Documentaire d'Alexe Liebert ( France Irak 2023)
Photo Michel Slomka
Voix : Golshifteh Farahani
Musique Benjamin Chaval, Dakhil Osman
Le 3 août 2014, le groupe État Islamique s'est lancé à la conquête de la région du mont Sinjar, en Irak. Cinq ans plus tard, plus de trois mille Yézidis sont toujours entre leurs mains ou portés disparus. Le demi-million de Yézidis qui vivaient dans les villes et villages de la région ont fui. Ne leur reste plus aujourd'hui que la souffrance vive laissée par ceux qui sont absents : les hommes et les vieillards qui remplissent les charniers laissés par Daech.
entre 2016 et 2017 la réalisatrice est partie à la rencontre des rescapés
Je suis la mémoire et la douleur est mon nom.
Nous, Yézidis, nous sommes tous morts.
Ecran noir, silence sépulcral.
Puis en off la voix de Golshifteh Farahani
Le mont Sinjar tel un leitmotiv, -contemplez-le noyé dans la brume, inondé de soleil, ses flancs hébergeant des coquelicots- ou immergez vous dans la béance de la plaine et sa Douleur-, avant que le documentaire ne donne la parole à ces femmes à jamais dévastées (des témoignages plus que bouleversants sur la violence, les viols, les meurtres savamment perpétrés par Daech, femmes esclaves « Esclave sexuelle à vendre. Belle, grande, élancée, obéissante. 12 000 $) Elles sont là comme figées dans le deuil portant un enfant essuyant ces larmes qui tracent sur leur visage le dessin de leur destin
La réalisatrice a construit son conte documentaire sur l’interdépendance -une osmose- entre les habitants les Yézidis (leur culture, leur religion mélange de zoroastrisme et d’autres cultes perses de l’Antiquité) et leur environnement le macrocosme (travail remarquable du photographe Michel Slomka,) avec ralentis zooms et vues d’ensemble ou en plongée, et une palette de couleurs qui s'harmonisent avec la (les) lumière(s)

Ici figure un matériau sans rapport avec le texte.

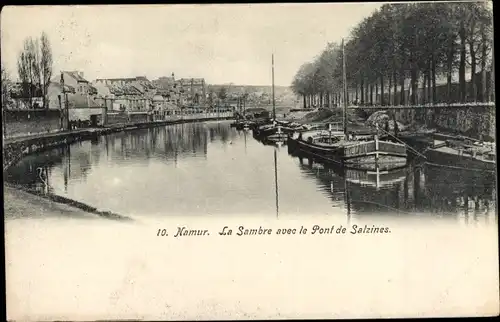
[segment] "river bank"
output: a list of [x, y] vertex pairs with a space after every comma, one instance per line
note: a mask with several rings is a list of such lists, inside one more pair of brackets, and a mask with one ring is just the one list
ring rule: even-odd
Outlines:
[[[159, 127], [171, 124], [228, 120], [231, 117], [183, 118], [176, 120], [155, 121], [148, 123], [118, 124], [105, 128], [87, 128], [8, 138], [4, 140], [4, 173], [10, 166], [29, 154], [53, 148], [62, 144], [71, 144], [90, 140], [110, 133], [132, 131], [136, 129]], [[42, 194], [23, 187], [5, 184], [4, 182], [4, 213], [6, 219], [25, 217], [74, 217], [74, 218], [107, 218], [127, 220], [118, 214], [102, 212], [98, 209], [55, 194]]]
[[192, 123], [192, 122], [207, 122], [217, 120], [231, 120], [232, 116], [220, 117], [182, 117], [177, 119], [169, 119], [163, 121], [140, 122], [140, 123], [123, 123], [114, 124], [108, 127], [84, 128], [71, 131], [61, 131], [55, 133], [35, 134], [24, 137], [13, 137], [4, 139], [4, 159], [3, 171], [5, 172], [12, 164], [18, 162], [23, 157], [42, 151], [46, 148], [51, 148], [57, 145], [71, 144], [78, 141], [89, 140], [110, 133], [132, 131], [136, 129], [159, 127], [171, 124]]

Elle l’a scandé en plusieurs « mouvements » comme autant d’étapes- : les témoignages de femmes (rescapées de l’enfer) d’hommes orphelins de leurs familles, de combattants locaux face à l’absence d’une aide internationale, mais aussi par des scènes de liesse collective ou de rites, Une bande-son suggère parfois le massacre (d'autant plus intolérable...) ou de gros plans sur des ossements ou un zoom sur un crâne couturé illustrent la barbarie (l'impossible cicatrisation?)

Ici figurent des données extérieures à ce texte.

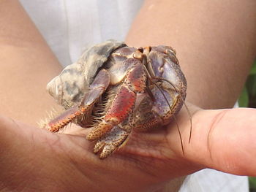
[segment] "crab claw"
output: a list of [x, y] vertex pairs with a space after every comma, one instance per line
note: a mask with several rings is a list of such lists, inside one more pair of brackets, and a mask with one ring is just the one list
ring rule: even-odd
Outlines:
[[123, 147], [127, 141], [129, 133], [116, 126], [104, 137], [95, 145], [94, 153], [97, 153], [102, 150], [99, 158], [105, 158], [116, 150]]

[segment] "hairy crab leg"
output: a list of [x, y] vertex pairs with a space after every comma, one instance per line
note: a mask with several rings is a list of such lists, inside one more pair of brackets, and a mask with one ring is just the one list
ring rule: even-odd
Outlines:
[[48, 123], [47, 128], [52, 132], [57, 132], [81, 115], [90, 111], [94, 103], [107, 89], [109, 83], [108, 72], [105, 69], [102, 69], [89, 86], [89, 91], [85, 94], [81, 104], [71, 107], [64, 113], [51, 120]]
[[144, 91], [146, 80], [143, 66], [138, 62], [128, 71], [103, 120], [93, 128], [87, 135], [87, 139], [99, 139], [125, 120], [135, 104], [136, 94]]

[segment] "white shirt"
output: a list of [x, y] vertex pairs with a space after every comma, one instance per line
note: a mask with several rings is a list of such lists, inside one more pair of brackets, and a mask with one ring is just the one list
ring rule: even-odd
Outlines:
[[[124, 40], [143, 0], [20, 0], [64, 66], [109, 39]], [[246, 192], [247, 177], [204, 169], [188, 177], [181, 192]]]

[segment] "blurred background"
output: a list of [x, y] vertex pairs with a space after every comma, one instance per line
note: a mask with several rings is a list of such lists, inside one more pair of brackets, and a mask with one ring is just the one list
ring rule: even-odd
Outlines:
[[[256, 108], [256, 60], [238, 99], [240, 107]], [[249, 177], [249, 191], [256, 192], [256, 177]]]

Mais les voix, jamais, ne se sont tues, chants musiques et poèmes survivent en résilience- hantée par les fantômes des disparus.
O temps suspendu du traumatisme et de l’exil,
ô crête du mont Sinjar,
ô l’attente de voir revenir les tiens
je suis la voix
mémoire du passé mémoire du présent
je suis
Projet singulier qui mêle journalisme, engagement humanitaire, photographie et poésie.